To the best of our knowledge, this is the first study to investigate the clinical significance of HE4 in T2DM. In this study, we found that serum HE4 level is increased in DM, especially in DKD. Furthermore, age, serum urea, and CRP are positively associated, but eGFR and HDL negatively, with the elevation of HE4. More importantly, serum HE4 is strongly associated with increased risk of DKD and can be used as a novel biomarker for DKD diagnosis in T2DM patients.

Several studies reported increased serum HE4 that is related to the decreased renal function in CKD or AKI patients [10-13]. Our previous studies found a similar result in SLE patients [8, 9]. Furthermore, increased HE4 may be a valuable predictor for lupus nephritis (LN) development in SLE patient without LN [9]. In the present study, we also found that serum HE4 showed a strong, negative correlation with eGFR in T2DM patients, even though adjusting for various confounding factors such as age, urea, uric acid, blood glucose, and blood fat. Therefore, we presumed that increased serum HE4 may be a reliable indicator to reflect renal dysfunction regardless of cause.

Furthermore, our current study demonstrates a strong association between increased serum HE4 and DKD, even after adjusting for other HE4-related factors. Increased serum HE4 level per tenfold may increase a 57.7-fold risk of DKD development in T2DM patients. Moreover, from the AUC analysis, we can conclude that serum HE4 is a good indicator for DKD diagnosis. Currently, eGFR and albuminuria are the best indicators for DKD screening, although neither is sensitive for early diabetic renal damage [17]. Because the diagnosis of DKD was based on eGFR and albuminuria in the present study, we cannot compare the diagnostic performance of HE4 with that of eGFR and albuminuria for early DKD. Anyways, our study suggests that it deserves an expectation whether HE4 can have a complementary role for eGFR and albuminuria in early diagnosis of DKD.

In addition, we identified some independent factors related to HE4 increase with the exception of eGFR in T2DM patients. Firstly, we found that age is positively correlated with serum HE4, which has also been found in chronic heart failure [18], systemic lupus erythematosus [8], and healthy individuals [19]. These results suggest that age should be considered when the clinical value of HE4 is investigated. Secondly, there is a positive relationship between serum HE4 and CRP, suggesting that HE4 may also be an inflammatory marker in T2DM. Similarly, the previous studies have found that serum HE4 may be an inflammatory marker in patients with SLE [8, 9] and cystic fibrosis [20]. Therefore, HE4 may play a role in the inflammatory process of DKD, although the detailed mechanisms remained unknown. Finally, serum HE4 shows a negative correlation with HDL-C, the decrease of which has been reported to be an independent risk factor for DKD development [21]. Although we cannot explain the reason for the close association, it is possible that interaction between HE4 and HDL-C may be involved the development and progression of DKD in T2DM patients.
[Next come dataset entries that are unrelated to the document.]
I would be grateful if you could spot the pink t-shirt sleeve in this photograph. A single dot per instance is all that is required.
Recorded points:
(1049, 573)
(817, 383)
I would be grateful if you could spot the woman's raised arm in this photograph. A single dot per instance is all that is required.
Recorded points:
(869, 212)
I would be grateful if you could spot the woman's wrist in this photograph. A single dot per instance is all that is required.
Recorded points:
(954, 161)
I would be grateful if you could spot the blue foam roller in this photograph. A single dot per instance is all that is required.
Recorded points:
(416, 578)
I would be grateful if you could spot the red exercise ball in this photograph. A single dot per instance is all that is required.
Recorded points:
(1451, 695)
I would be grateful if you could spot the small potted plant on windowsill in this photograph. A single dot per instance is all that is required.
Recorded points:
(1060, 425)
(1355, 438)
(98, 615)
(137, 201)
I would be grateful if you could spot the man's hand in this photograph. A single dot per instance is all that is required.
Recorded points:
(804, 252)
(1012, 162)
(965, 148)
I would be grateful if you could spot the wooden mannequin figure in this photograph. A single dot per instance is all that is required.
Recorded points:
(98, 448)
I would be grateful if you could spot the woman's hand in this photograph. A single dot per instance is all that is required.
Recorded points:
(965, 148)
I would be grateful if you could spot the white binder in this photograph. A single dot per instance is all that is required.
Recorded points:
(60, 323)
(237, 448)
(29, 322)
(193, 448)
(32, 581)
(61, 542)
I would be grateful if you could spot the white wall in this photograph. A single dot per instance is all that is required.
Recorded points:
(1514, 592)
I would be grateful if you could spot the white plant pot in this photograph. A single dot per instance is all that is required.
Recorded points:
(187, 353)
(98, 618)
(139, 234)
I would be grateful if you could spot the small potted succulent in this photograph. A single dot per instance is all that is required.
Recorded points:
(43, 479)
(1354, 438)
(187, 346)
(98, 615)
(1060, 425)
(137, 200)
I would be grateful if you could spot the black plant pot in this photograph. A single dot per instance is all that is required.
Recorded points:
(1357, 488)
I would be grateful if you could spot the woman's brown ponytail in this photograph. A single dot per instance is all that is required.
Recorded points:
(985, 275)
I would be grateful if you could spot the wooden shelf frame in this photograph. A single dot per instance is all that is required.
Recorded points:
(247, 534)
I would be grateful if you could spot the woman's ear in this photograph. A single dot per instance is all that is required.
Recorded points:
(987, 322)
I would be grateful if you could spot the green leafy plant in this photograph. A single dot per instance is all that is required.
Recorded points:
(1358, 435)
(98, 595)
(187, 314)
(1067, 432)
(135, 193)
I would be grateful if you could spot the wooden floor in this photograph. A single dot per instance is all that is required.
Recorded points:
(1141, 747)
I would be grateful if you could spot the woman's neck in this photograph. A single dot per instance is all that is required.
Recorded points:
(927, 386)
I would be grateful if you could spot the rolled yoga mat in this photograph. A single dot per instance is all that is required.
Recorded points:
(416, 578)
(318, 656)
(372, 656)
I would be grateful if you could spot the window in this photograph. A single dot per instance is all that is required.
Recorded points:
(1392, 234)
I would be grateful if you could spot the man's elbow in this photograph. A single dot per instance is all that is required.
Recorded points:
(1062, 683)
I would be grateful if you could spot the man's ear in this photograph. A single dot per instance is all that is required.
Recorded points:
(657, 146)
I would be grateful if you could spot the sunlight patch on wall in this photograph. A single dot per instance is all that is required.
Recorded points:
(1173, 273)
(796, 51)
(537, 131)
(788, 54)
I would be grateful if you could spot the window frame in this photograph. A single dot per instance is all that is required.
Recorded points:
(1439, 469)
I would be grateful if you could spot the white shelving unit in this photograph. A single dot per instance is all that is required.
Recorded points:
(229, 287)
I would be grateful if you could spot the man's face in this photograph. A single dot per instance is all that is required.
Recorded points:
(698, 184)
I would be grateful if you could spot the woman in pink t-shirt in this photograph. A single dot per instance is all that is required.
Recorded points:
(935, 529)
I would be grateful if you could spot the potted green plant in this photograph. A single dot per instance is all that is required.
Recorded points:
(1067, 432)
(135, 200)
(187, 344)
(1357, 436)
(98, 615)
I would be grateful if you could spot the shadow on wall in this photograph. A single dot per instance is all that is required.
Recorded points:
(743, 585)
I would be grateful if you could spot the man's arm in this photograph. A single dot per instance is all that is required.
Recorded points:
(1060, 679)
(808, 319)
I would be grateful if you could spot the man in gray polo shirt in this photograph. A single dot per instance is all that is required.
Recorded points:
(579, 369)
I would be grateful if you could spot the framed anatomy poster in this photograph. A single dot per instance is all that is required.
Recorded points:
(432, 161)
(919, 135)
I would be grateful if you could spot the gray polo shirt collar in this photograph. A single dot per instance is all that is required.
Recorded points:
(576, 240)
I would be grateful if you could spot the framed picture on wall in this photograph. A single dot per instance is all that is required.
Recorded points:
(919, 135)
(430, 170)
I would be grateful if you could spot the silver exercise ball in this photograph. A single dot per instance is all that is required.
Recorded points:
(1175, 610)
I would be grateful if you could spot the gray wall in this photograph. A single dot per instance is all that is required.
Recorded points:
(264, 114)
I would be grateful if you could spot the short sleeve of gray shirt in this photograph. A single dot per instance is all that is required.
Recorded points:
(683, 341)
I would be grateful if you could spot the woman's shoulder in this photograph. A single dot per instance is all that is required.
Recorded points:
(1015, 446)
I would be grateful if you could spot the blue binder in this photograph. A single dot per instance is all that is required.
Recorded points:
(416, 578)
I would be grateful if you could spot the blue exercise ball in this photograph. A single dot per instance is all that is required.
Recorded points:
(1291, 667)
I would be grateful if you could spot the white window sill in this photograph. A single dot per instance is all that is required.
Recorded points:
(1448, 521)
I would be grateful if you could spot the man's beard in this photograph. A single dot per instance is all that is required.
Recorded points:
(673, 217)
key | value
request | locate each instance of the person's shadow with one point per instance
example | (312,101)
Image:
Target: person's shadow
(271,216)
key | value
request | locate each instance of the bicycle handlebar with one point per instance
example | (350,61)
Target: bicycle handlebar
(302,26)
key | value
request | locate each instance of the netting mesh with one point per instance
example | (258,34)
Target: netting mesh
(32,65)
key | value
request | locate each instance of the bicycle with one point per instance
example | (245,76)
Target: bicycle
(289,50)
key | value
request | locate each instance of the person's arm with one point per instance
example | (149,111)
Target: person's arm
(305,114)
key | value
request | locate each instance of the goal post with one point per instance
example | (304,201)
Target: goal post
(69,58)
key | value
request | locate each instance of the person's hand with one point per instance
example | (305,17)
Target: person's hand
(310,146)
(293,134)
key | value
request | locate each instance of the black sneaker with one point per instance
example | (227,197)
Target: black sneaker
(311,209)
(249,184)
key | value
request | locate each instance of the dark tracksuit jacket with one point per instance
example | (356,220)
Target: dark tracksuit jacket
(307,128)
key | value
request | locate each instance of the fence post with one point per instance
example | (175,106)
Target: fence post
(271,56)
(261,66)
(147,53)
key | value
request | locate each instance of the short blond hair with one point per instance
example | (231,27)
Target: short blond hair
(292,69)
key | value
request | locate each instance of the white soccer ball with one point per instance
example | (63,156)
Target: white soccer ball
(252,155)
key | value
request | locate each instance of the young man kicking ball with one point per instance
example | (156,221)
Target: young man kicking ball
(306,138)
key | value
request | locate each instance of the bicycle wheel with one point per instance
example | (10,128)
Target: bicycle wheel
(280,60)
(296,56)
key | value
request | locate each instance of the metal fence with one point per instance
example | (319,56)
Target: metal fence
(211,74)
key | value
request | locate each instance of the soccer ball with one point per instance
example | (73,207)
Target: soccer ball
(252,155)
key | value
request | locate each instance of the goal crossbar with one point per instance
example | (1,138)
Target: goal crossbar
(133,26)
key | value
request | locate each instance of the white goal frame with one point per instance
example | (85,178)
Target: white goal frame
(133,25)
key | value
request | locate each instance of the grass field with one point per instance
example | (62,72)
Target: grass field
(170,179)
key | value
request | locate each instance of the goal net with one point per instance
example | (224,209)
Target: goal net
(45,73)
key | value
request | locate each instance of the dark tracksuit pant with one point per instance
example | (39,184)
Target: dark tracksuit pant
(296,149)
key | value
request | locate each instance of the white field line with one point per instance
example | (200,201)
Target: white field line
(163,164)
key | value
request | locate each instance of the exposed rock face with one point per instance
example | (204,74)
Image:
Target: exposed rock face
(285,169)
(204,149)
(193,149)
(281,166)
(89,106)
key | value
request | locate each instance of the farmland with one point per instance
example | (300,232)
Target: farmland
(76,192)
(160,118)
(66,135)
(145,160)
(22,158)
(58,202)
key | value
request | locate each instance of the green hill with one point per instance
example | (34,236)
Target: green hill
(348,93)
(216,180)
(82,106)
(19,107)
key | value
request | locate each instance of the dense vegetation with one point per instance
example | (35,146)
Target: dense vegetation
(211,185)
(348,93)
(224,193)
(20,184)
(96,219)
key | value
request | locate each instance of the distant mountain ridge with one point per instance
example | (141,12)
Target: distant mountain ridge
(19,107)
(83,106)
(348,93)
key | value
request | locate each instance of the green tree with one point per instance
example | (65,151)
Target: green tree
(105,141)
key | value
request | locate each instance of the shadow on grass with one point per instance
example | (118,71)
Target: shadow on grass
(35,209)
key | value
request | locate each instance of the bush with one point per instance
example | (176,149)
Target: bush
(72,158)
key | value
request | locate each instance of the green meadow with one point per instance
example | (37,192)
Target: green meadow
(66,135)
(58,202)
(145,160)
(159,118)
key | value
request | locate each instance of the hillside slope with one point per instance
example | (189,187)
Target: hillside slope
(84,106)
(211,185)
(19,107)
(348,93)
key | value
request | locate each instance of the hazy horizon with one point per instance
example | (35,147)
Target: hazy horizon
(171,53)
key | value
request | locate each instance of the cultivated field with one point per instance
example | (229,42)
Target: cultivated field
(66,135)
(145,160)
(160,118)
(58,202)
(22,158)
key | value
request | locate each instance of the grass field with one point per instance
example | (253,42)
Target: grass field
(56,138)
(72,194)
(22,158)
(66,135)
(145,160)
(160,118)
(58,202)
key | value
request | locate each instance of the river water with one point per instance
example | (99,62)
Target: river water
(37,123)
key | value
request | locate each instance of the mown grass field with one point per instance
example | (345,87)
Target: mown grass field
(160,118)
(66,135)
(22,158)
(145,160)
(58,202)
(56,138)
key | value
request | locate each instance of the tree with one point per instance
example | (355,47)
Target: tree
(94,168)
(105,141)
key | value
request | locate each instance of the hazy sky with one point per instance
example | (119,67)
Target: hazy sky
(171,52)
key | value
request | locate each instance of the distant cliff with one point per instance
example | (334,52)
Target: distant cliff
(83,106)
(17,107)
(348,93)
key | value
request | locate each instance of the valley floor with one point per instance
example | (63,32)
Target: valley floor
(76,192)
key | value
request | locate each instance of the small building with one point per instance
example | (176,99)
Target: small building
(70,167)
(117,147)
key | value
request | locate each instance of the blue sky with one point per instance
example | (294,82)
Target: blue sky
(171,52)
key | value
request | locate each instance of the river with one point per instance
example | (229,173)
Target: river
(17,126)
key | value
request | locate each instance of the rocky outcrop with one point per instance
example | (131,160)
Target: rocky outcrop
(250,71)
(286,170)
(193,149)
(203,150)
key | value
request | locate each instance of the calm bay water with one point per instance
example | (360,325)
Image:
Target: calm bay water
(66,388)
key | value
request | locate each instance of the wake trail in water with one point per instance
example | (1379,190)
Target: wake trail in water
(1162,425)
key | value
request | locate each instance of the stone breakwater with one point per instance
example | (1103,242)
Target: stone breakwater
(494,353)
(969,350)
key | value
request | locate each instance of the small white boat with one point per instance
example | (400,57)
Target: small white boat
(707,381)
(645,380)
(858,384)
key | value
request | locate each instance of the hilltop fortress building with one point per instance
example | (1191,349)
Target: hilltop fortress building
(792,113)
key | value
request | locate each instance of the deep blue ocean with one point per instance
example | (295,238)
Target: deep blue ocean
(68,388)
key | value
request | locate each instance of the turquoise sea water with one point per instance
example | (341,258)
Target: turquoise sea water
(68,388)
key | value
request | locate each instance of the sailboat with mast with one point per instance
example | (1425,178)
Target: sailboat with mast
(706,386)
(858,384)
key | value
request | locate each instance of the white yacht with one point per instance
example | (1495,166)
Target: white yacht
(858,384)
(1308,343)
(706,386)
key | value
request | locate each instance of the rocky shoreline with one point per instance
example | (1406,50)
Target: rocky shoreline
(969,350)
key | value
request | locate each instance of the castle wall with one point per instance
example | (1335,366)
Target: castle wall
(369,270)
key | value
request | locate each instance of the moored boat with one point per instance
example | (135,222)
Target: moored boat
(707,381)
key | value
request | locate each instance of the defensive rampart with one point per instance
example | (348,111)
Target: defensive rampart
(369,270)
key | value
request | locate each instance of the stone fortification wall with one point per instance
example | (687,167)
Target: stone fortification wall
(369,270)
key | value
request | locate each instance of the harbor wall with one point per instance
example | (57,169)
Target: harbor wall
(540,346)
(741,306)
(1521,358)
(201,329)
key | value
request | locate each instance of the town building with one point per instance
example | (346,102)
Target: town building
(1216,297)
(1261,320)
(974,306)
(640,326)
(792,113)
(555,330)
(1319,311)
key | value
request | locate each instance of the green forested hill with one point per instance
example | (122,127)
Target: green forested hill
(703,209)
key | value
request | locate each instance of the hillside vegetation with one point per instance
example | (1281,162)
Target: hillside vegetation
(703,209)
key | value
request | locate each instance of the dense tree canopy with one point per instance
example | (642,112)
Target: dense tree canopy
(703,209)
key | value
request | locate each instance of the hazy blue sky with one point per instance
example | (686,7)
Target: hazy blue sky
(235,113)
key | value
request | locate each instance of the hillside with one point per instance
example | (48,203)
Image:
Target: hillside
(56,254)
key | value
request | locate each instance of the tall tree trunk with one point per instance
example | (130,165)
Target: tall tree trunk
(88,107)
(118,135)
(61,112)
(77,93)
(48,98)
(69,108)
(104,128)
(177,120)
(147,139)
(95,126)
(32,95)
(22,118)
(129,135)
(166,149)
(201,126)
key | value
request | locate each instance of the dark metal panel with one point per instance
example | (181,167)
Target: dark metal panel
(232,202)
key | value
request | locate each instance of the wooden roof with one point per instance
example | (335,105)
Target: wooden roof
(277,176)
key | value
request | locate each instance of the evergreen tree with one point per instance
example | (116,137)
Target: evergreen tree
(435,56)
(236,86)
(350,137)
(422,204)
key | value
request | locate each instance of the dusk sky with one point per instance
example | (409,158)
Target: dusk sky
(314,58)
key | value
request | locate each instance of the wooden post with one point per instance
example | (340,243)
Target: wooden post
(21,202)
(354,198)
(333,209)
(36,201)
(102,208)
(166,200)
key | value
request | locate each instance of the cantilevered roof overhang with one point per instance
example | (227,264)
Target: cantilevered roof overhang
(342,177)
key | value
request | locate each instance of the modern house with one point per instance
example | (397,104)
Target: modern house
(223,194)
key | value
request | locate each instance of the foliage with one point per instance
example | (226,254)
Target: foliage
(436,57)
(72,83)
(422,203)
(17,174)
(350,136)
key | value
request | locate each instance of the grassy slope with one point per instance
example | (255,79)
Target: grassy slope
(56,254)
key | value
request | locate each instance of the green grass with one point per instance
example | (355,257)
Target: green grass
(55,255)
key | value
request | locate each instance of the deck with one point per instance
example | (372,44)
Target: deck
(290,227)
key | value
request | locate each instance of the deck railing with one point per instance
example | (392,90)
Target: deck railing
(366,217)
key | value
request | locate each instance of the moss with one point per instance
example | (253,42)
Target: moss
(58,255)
There are some limitations that should be addressed. Firstly, since very few subjects received kidney biopsy, we could only select randomly the patients with DKD, the diagnosis of which was based on eGFR and albuminuria. Therefore, we cannot prove whether serum HE4 is a sensitive biomarker for early DKD based on kidney histological characteristics, especially compared with eGFR and albuminuria. Secondly, this is a single-center study with a limited power to evaluate the relationship between serum HE4 and DKD. Therefore, our current results should be interpreted with caution and be further confirmed by studies with larger size. Thirdly, this is a cross-sectional study that cannot confirm a causative relationship. Some prospective studies are needed to establish the causation between HE4 and DKD development.

5. Conclusions

In conclusion, increased serum HE4 level is associated with decreased renal function and increased risks of DKD in patients with T2DM. It displays a good diagnostic value for DKD. Since serum HE4 has widely been used as a tumor marker in clinical practice, it may be convenient and easy for this indicator to be used in DKD screening.